25 Nov How to Import Data in R
R language is one of the most popular programming language for statistical analysis used extensively among researchers and data scientists. In this tutorial, you will learn some basic and highly effective functions for importing data into R’s working environment, the RStudio.
R can handle multiple types of data files for statistical analysis. One of the most common data files is the .csv file which is a delimited text file that uses comma for value separation. An example of such file is given in the following image. It is clear that every row is a data record with multiple values and each value is separated with a comma.
R is a versatile programming language and several types of files can be imported for statistical analysis.
The functions used to import .csv files in the data workflow are the following two:
- csv(): for comma separated value files (csv)

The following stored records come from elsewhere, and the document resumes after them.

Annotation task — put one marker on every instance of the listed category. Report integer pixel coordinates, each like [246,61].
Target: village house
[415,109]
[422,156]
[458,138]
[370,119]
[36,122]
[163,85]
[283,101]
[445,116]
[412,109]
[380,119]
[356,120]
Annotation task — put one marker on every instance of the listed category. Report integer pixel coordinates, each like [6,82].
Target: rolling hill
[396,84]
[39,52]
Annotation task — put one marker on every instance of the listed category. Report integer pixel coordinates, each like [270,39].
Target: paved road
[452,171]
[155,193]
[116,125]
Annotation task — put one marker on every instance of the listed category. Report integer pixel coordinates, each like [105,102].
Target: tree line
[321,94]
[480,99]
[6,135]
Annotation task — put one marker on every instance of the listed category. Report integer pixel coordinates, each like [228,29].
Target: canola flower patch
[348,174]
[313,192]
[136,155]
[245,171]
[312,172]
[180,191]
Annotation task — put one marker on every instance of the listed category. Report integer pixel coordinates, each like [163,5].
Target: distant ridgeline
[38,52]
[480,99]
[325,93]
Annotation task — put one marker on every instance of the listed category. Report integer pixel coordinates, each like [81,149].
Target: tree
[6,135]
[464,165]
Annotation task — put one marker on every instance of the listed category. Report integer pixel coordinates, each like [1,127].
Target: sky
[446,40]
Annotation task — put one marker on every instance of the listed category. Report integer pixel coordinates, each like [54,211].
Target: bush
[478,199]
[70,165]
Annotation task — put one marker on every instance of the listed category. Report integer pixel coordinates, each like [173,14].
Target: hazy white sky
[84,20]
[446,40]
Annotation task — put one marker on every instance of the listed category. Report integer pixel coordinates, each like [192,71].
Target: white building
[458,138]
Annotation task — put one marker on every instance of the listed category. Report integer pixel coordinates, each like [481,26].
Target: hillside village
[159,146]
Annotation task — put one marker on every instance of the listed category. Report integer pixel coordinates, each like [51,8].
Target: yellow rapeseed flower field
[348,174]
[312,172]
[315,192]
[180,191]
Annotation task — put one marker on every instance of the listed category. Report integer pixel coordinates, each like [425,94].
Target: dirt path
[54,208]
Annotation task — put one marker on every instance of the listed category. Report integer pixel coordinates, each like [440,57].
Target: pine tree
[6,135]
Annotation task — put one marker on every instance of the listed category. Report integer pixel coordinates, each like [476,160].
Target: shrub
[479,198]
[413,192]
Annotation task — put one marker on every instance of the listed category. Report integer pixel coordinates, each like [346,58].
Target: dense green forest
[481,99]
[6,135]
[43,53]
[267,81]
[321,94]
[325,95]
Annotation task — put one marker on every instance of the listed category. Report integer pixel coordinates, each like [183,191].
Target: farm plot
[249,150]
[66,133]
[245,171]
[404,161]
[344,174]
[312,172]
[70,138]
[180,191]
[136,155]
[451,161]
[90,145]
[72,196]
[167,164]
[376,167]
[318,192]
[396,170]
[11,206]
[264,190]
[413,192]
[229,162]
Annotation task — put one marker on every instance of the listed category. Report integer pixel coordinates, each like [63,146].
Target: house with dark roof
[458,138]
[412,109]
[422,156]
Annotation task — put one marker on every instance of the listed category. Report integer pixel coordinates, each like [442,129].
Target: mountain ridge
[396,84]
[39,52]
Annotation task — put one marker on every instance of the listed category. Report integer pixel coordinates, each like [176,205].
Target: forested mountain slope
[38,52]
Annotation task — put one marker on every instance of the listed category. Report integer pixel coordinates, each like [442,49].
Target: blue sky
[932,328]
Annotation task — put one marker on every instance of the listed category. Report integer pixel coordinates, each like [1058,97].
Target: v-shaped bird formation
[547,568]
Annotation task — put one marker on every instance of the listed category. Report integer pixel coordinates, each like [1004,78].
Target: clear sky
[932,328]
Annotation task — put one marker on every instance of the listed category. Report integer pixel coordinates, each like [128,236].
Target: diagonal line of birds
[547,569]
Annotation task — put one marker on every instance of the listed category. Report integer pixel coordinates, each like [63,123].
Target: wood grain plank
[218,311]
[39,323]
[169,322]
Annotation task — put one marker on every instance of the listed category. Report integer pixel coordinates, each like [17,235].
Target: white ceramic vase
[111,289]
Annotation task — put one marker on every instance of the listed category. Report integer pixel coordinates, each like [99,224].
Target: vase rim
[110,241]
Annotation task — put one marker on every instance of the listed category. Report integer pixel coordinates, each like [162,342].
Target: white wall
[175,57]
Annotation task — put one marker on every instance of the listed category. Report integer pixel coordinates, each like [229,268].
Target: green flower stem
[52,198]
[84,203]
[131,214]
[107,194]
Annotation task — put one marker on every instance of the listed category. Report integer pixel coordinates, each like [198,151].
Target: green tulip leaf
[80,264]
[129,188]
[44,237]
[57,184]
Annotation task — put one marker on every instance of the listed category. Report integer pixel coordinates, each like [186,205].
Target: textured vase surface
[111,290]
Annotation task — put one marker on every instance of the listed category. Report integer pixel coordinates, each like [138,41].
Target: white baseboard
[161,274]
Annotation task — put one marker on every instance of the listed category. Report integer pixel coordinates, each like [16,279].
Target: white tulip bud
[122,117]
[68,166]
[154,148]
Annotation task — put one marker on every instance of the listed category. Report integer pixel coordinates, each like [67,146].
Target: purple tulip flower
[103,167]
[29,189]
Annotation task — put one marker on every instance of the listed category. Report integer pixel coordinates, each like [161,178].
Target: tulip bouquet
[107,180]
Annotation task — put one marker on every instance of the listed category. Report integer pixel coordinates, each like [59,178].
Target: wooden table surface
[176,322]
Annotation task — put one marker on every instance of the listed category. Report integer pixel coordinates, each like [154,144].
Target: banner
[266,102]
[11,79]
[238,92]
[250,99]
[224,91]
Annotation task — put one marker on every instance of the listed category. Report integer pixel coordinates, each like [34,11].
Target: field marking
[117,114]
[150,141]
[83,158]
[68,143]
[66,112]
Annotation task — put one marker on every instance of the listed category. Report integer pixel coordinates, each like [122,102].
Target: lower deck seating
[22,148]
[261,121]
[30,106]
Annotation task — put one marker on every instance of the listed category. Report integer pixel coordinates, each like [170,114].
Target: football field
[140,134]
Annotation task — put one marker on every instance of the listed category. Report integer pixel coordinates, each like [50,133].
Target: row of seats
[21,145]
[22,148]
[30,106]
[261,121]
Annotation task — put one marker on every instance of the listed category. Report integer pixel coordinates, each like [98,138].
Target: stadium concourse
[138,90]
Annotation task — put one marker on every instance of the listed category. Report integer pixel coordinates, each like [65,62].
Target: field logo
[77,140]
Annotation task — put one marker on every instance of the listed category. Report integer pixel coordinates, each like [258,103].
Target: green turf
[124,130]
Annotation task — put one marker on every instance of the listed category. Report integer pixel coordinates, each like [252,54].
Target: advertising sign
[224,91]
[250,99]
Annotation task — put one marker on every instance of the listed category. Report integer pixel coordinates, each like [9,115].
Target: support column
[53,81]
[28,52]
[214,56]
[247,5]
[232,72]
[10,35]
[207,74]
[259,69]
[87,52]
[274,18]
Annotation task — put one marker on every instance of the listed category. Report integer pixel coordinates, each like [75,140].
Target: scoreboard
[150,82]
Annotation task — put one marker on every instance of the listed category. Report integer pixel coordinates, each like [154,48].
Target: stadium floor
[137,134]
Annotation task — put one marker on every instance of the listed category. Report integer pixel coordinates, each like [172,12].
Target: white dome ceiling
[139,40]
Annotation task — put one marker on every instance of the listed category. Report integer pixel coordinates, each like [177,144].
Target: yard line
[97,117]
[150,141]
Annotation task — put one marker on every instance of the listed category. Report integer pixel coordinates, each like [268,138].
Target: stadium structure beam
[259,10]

- csv2(): for files that use comma (“,”) as a decimal point and semicolon (“;”) as field separators
In R’s environment, the following script imports into Rstudio a csv file located in the file’s local directory:
file_dir <- "path/to/csv/file/directory" data <- read.csv(file_dir, header=TRUE, sep=",", dec=".")
The header argument in the read.csv function is used to determine whether the first row of the .csv file is used as header or not whereas the dec and sep arguments define the type of decimal points and separators respectively.

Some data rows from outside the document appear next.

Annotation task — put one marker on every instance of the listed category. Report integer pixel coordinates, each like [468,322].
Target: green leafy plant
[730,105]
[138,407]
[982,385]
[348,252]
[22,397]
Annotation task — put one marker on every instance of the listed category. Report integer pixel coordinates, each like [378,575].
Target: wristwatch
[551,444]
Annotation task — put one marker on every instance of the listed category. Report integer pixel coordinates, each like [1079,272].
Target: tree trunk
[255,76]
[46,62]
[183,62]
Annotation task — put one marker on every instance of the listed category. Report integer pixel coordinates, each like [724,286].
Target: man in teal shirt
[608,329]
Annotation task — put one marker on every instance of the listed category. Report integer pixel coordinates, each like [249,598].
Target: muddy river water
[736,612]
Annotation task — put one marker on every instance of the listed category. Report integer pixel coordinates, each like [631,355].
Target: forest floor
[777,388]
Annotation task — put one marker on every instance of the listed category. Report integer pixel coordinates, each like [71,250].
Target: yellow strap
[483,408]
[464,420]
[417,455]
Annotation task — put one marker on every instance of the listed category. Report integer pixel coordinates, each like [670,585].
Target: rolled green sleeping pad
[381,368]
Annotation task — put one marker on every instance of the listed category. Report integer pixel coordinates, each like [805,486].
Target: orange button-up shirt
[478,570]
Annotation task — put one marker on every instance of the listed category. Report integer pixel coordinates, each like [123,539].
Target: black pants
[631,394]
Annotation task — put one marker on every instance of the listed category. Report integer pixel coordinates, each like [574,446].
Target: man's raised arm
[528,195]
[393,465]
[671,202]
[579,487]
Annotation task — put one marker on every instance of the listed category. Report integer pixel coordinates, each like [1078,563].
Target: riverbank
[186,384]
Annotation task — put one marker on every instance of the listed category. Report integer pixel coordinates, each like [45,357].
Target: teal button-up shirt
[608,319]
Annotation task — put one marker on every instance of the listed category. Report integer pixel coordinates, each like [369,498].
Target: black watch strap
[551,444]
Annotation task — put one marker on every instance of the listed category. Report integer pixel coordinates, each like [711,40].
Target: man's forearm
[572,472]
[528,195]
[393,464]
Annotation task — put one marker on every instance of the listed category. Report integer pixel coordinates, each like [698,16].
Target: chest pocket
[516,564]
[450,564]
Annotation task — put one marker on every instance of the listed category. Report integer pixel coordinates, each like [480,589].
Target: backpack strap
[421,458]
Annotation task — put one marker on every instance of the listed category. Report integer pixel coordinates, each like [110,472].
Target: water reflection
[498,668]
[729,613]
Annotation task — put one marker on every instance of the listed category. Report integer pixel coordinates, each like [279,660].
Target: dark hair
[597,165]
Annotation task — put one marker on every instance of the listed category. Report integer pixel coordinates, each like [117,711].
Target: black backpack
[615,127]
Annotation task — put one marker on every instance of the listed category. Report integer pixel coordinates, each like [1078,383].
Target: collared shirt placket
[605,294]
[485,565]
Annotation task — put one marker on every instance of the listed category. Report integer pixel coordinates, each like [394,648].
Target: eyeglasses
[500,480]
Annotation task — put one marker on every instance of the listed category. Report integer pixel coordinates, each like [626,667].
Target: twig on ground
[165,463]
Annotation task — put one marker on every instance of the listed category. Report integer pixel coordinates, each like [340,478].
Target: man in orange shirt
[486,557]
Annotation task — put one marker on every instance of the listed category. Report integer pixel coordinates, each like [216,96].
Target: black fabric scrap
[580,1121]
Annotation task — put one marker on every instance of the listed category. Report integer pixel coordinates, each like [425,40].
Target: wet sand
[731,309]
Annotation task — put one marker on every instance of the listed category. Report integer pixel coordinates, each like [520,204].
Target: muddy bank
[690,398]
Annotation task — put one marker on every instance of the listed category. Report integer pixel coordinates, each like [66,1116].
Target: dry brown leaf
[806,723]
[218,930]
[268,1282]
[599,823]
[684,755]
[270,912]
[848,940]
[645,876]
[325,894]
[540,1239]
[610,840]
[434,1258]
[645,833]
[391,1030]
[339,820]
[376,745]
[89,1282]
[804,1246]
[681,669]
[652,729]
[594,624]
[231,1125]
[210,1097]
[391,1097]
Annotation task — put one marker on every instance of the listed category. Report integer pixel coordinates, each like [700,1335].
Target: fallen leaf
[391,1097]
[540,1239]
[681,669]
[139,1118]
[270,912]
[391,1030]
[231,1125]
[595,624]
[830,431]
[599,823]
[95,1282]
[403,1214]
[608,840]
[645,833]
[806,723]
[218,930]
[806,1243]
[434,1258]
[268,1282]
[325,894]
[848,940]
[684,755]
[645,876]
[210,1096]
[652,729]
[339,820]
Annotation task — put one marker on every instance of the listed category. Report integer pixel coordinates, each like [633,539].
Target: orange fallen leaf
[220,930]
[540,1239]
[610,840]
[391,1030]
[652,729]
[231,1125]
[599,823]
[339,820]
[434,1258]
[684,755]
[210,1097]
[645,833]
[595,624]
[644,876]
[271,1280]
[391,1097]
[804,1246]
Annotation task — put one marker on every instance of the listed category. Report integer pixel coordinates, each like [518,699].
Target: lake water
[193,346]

An example of a txt file can be shown in the following image;
For reading tab-separated value files (“.txt”) we can use the following two functions:
- delim(): for tab-separated value files
- delim2(): for tab-separated value files where comma (“,”) is used as the decimal point
In R’s environment, the following script imports a .txt file located in the file’s local directory:
file_dir <- "path/to/txt/file/directory" data <- read.delim(file_dir, header=TRUE, sep="\t", dec=".")

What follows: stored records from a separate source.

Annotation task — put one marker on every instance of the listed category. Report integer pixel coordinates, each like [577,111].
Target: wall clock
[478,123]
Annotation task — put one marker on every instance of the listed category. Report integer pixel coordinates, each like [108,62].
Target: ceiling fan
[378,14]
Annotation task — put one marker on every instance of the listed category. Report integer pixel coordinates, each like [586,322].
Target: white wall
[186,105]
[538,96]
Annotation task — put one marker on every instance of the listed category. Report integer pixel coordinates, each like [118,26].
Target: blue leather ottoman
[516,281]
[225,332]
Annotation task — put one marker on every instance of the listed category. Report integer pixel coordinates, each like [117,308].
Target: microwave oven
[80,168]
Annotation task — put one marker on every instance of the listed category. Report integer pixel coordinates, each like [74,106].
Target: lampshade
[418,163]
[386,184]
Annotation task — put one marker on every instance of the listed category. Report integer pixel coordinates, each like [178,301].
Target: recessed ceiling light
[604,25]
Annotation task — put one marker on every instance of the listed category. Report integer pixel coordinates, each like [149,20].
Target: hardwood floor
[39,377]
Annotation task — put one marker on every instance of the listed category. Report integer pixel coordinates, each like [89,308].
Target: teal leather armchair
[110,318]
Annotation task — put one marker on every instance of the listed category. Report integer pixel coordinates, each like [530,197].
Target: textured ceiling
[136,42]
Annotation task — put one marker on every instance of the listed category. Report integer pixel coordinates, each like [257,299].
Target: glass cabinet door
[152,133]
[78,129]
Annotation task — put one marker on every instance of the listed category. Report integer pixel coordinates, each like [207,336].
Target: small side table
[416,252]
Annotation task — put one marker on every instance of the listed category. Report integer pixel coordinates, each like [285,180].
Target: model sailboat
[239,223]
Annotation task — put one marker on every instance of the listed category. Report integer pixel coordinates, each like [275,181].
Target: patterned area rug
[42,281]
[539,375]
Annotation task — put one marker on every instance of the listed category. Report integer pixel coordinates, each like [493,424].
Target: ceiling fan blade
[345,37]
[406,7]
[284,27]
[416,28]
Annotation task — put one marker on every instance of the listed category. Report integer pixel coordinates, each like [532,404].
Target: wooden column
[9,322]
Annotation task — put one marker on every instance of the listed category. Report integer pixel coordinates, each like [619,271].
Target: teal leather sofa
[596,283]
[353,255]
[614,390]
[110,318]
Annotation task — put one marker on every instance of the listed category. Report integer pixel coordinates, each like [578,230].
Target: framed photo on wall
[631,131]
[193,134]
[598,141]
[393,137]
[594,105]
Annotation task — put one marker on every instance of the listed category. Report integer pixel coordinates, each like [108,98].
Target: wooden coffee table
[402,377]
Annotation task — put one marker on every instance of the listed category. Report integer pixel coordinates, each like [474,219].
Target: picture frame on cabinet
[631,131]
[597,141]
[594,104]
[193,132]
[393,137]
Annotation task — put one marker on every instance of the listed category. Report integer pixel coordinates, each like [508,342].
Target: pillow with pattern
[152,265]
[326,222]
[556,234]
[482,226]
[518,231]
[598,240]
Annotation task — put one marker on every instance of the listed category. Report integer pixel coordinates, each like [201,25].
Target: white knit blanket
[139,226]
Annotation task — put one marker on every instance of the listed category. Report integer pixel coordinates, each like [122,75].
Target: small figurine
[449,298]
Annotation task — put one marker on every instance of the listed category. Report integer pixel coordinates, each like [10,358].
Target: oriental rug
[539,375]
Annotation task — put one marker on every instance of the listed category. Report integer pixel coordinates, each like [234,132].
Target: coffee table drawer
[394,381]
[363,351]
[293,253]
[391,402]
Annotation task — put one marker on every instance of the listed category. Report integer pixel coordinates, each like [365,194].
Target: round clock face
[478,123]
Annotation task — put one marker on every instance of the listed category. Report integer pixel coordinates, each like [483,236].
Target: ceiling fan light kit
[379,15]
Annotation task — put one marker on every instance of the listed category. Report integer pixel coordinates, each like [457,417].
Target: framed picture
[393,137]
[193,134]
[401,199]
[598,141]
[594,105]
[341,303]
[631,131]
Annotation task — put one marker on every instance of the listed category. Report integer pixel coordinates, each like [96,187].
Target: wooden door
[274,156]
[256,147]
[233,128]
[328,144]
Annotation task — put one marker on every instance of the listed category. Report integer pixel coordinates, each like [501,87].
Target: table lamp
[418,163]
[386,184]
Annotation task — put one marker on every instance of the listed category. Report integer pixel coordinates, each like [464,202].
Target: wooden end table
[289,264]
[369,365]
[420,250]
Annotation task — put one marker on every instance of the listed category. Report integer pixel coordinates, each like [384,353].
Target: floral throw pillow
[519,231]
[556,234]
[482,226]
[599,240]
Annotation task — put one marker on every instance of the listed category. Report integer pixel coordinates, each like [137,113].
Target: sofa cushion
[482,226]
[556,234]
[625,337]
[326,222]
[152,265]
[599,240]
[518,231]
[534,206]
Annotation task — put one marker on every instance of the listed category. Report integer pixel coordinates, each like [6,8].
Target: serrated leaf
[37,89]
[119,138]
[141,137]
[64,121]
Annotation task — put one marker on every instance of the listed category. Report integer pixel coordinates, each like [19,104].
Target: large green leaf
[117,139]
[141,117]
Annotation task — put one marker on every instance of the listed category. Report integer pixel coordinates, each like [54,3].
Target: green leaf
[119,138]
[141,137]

Since we are reading a tab-separated value file, the separator used is by default tab-delimited (“\t”).
Importing from URL
In R you can import files that are stored locally in a computer but also you can directly read files existing in a specific url without having to store them in a local space first. With the following script we can extract data in a tabular form located in a specific url and import them directly to RStudio;
library(RCurl) #importing package url<-getURL(‘http://link_to_dataset.com’) data<-read.csv(textConnection(url), header=TRUE)
Breaking down the above code, getURL returns the url in a string format and read.csv is used to read the url file in a csv format. If the data were comma-delimited then we could have used read.csv function instead.